Example: "He'd been searching for the one true theory, the final framework, the ultimate perspective. Perspectivist Theory showed him that was a fool's errand. There was no ultimate perspective—only different ones, each adequate to different purposes. He stopped searching for the view from nowhere and started mapping the views from somewhere. It was a relief."
Perspectivist Theory by Abzugal February 21, 2026
Perspectivism
The philosophical view that all knowledge, all truth, all reality is necessarily perspectival—seen from somewhere, by someone, at some time, for some purpose. Perspectivism denies the possibility of a view from nowhere, an objective perspective that captures things as they really are independent of any observer. Instead, it embraces the multiplicity of perspectives as not a problem to overcome but a condition to accept. Perspectivism doesn't say there is no truth; it says truth is always truth-for, truth-from, truth-within. It's the philosophy of humility, of multiplicity, of the recognition that your perspective is one among many—not the only one, not the best one, just one.
Example: "He used to think there was one truth, one reality, one correct view. Perspectivism showed him otherwise: truth was always seen from somewhere, always shaped by the seer. His perspective was real, but so were others. He didn't have to choose; he had to hold multiplicity. It was harder than certainty, but richer."

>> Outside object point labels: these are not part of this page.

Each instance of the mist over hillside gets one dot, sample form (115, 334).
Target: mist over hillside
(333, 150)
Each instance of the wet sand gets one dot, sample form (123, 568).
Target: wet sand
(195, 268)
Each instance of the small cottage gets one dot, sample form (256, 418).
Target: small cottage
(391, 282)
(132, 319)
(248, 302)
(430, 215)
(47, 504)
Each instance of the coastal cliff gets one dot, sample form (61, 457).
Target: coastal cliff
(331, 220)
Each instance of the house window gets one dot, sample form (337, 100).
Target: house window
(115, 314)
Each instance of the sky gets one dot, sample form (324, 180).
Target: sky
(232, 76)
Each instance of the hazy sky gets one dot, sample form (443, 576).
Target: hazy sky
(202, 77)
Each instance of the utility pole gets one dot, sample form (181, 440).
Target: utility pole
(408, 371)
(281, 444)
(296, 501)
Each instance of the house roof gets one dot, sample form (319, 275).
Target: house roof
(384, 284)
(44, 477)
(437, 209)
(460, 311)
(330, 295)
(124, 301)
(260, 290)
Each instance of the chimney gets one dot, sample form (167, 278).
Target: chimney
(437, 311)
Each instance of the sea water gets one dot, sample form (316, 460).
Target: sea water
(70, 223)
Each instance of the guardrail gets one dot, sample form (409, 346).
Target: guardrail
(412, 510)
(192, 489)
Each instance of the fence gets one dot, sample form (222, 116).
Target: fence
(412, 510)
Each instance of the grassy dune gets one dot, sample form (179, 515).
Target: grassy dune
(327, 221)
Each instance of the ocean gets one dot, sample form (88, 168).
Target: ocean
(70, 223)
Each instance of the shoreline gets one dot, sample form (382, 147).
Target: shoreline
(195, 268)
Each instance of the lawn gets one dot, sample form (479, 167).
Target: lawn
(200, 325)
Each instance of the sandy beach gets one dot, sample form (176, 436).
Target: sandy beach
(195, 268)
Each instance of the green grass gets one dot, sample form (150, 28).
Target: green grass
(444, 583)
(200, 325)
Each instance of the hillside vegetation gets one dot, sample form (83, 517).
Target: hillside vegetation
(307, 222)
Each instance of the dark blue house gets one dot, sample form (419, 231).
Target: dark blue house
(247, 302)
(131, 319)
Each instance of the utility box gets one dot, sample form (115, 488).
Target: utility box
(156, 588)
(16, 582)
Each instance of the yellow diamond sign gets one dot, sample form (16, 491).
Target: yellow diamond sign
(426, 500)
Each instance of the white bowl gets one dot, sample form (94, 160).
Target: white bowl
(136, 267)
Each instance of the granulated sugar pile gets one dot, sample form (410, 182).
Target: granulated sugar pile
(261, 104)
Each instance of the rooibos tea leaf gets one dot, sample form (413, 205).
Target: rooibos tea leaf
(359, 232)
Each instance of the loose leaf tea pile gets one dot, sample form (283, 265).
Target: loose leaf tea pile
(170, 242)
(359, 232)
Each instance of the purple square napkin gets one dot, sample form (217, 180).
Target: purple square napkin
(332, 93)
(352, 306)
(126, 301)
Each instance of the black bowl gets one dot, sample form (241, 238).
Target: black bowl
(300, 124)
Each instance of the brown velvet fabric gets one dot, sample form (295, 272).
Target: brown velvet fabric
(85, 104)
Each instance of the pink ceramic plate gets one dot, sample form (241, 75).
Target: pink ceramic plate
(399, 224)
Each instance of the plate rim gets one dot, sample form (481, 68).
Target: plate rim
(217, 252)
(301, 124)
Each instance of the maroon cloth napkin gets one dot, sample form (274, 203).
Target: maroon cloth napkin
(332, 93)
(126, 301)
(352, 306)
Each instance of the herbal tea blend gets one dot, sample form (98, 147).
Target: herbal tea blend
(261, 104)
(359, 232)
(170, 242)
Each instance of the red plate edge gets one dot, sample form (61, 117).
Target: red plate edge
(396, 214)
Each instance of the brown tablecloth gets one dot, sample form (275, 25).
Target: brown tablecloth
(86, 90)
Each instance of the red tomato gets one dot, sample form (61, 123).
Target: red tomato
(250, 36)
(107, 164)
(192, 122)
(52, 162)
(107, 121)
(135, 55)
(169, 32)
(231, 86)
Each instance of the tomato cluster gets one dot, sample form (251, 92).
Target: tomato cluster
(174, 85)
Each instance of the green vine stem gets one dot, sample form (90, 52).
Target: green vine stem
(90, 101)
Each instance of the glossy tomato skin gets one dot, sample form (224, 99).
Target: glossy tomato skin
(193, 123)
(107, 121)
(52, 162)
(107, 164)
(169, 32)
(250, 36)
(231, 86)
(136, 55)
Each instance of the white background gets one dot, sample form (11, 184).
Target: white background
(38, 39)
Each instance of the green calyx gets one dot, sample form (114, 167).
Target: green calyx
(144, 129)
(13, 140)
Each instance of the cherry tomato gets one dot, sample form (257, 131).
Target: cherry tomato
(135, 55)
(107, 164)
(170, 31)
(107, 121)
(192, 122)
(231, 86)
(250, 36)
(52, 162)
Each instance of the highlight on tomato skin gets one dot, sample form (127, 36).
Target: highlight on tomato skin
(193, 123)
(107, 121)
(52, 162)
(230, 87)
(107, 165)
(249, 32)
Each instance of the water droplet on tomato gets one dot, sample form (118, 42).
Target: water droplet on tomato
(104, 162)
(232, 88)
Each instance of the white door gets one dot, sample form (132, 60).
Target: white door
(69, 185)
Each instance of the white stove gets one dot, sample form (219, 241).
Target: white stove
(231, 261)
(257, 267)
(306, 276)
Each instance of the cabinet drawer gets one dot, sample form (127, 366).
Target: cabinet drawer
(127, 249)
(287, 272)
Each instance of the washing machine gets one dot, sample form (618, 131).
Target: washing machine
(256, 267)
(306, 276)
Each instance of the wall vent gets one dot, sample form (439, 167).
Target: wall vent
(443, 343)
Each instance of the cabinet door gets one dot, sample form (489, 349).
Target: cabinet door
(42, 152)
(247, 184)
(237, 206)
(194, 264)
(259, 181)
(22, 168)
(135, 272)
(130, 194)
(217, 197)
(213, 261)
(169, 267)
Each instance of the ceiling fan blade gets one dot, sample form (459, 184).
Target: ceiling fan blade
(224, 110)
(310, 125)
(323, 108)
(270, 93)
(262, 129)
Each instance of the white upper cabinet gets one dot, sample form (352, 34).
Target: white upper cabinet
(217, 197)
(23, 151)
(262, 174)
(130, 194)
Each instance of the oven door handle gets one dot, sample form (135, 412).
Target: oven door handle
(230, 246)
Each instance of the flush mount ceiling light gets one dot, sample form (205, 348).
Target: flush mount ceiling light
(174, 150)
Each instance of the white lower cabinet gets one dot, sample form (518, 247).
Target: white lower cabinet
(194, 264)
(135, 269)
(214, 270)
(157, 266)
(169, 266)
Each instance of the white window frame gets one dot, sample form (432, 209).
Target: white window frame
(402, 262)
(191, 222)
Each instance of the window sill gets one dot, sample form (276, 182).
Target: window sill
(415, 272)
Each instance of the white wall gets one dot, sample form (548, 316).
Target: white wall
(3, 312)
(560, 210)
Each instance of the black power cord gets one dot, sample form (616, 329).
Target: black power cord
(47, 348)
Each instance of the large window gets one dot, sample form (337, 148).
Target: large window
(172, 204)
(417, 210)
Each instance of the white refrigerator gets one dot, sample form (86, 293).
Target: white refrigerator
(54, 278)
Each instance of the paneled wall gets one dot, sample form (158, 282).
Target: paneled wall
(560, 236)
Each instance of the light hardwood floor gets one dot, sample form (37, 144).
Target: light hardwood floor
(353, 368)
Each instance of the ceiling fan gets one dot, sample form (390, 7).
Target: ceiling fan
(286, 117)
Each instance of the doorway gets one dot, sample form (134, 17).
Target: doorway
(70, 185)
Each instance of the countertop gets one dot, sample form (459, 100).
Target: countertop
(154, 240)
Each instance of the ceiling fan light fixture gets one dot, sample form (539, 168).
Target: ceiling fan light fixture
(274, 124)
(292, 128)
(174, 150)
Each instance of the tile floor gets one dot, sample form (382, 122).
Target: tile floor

Perspectivism by Abzugal February 21, 2026
Objective Factuality Bias
The bias where one assumes that their facts are not just factual but objectively factual—true from any perspective, in any context, for any observer. Objective Factuality Bias is factuality bias combined with objectivity bias: the belief that one's facts are not just selected and framed but are simply the way things are. It's the bias of those who think their news source is "just the news," their data is "just the data," their evidence is "just the evidence"—while everyone else's is biased. Objective Factuality Bias is the favorite bias of pundits, of propagandists, of everyone who has ever presented a partisan view as simple reality.
Example: "His news source was 'objective'; everyone else's was 'biased.' Objective Factuality Bias meant he never had to question his own sources, his own framing, his own selections. His facts were just facts; others' facts were propaganda. The double standard was invisible to him, which is how it maintained his certainty."